Dans le document, les responsables syndicaux revendiquent également des institutions de coopération plus efficaces (renforcement du réseau du médiateur), un soutien financier plus soutenu (développement de la maison de la Grande Région, un financement durable de l’Observatoire interrégional du marché de l’emploi, un budget plus autonome pour la Grande Région), une meilleure définition des interlocuteurs au niveau régional ainsi qu’un engagement ferme des régions en faveur d’une plus forte coopération.
Les syndicats appellent aussi de leurs vœux un échange de vues entre la PSGR et les responsables de la Grande Région sur le "Rapport sur la situation économique et sociale de la Grande Région".
A partir du 1er février 2008, le Luxembourg assurera la présidence de la Grande Région pour 18 mois et prendra la relève de son voisin belge. En vu de cette échéance, Jean-Claude Reding a présenté les priorités qui ont été définies par le Luxembourg. Il a exigé un investissement important de la future présidence "car le gouvernement luxembourgeois a une responsabilité particulière et doit montrer, après 18 mois, que des progrès ont été accomplis en matière sociale".

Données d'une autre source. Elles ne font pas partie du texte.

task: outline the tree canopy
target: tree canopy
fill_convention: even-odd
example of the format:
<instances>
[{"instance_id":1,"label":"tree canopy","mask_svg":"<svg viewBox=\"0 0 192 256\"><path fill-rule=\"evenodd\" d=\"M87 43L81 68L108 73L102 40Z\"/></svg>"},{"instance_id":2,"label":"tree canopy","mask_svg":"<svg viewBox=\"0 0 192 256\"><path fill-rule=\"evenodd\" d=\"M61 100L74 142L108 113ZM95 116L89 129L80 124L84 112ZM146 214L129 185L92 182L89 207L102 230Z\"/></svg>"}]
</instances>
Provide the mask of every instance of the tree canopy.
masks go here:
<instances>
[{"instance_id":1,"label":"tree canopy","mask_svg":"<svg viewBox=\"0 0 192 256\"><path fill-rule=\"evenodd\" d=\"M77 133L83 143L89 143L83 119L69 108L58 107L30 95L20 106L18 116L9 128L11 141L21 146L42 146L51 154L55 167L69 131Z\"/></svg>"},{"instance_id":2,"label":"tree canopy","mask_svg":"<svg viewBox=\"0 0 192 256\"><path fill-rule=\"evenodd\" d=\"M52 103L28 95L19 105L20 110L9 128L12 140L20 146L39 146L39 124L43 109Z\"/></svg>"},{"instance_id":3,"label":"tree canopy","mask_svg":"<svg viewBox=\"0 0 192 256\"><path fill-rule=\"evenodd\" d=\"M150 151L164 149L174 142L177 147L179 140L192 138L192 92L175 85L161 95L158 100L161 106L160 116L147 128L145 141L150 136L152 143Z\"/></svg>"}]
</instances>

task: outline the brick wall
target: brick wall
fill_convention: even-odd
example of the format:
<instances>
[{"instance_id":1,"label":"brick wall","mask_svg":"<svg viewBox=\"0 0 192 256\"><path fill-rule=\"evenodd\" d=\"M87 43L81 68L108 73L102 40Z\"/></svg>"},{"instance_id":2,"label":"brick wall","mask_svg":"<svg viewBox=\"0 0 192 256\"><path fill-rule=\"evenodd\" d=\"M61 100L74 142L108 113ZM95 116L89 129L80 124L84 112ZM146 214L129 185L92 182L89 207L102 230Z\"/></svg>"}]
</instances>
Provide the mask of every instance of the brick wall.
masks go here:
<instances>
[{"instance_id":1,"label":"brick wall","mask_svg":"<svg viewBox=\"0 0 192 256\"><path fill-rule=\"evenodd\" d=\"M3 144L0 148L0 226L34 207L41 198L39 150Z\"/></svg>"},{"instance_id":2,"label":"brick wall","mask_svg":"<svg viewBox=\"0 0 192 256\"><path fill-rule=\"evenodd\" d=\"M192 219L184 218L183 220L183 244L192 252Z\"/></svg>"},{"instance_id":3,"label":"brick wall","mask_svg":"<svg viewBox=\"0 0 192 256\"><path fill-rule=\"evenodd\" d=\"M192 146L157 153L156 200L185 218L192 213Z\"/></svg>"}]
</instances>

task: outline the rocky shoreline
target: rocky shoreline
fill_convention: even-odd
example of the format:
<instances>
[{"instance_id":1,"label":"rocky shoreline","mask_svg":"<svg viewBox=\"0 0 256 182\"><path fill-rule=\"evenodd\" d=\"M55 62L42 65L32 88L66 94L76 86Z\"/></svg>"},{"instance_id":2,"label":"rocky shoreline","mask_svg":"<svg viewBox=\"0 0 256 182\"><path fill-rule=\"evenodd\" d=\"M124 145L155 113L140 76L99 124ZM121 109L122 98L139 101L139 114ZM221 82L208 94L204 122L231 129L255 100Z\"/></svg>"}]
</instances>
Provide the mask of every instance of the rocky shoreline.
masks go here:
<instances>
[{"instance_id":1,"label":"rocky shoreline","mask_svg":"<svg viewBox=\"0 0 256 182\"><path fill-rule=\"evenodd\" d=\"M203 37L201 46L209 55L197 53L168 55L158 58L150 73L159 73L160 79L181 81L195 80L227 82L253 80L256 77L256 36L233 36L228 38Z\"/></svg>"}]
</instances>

Pour Jean-Claude Reding, président de l’OGB-L, le tableau qu’Anne-Marie Dory a brossé "est assez éloquent pour la situation sociale de la Grande Région". Face au dumping social et à la dégradation de la situation économique, il préconise un renforcement des droits des travailleurs.
Suppression d’emploi à Gandrange, délocalisation de l’usine Nokia de Bochum avec des répercussions immédiates sur l’imprimerie luxembourgeoise Victor Buck…La Grande Région n’échappe pas au phénomène de la globalisation. L’exemple de Nokia est selon Reding un exemple pertinent qui illustre l’interdépendance qui s’est établie entre les différentes régions.
D’où un besoin de plus en plus important de mettre la coopération dans la Grande Région, "au premier plan", a-t-il précisé "au lieu de se concurrencer". Pour le président de l’OGB-L, la Grande Région, a un énorme potentiel et pourrait être un laboratoire pour développer la dimension sociale".
Dans ce contexte, il a cité le "clustering", qui consiste à favoriser la collaboration entre différents pôles d’excellence économiques ou en matière de recherche et de formation. Jean-Claude Reding a estimé qu’il faut parler d’une seule voix et développer une vision globale pour le déploiement de la Grande Région.
En matière d’emploi, il a plaidé en faveur d’une meilleure reconnaissance des diplômes,"surtout dans l’élaboration des conventions collectives de travail".
L’aménagement du territoire ne doit, selon Reding, pas se limiter sur un territoire national, mais doit, pour être réellement efficace, se réaliser sur un territoire plus large.
Malgré les problèmes qui existent en Grande Région, les intervenants ont estimé qu’elle a "a un potentiel énorme en matière de recherche, d’innovation et d’enseignement supérieur". "Nous voulons une vraie politique de développement qui repose sur des choix établis en fonction des acquis sociaux, économiques et culturels. Et ceci en concertation avec les partenaires sociaux et les citoyens", a insisté Anne-Marie Dory. "Nous n’attendons pas un miracle de cette déclaration commune, mais l’essentiel est qu’on ait été écouté", a dit Anne-Marie Dory.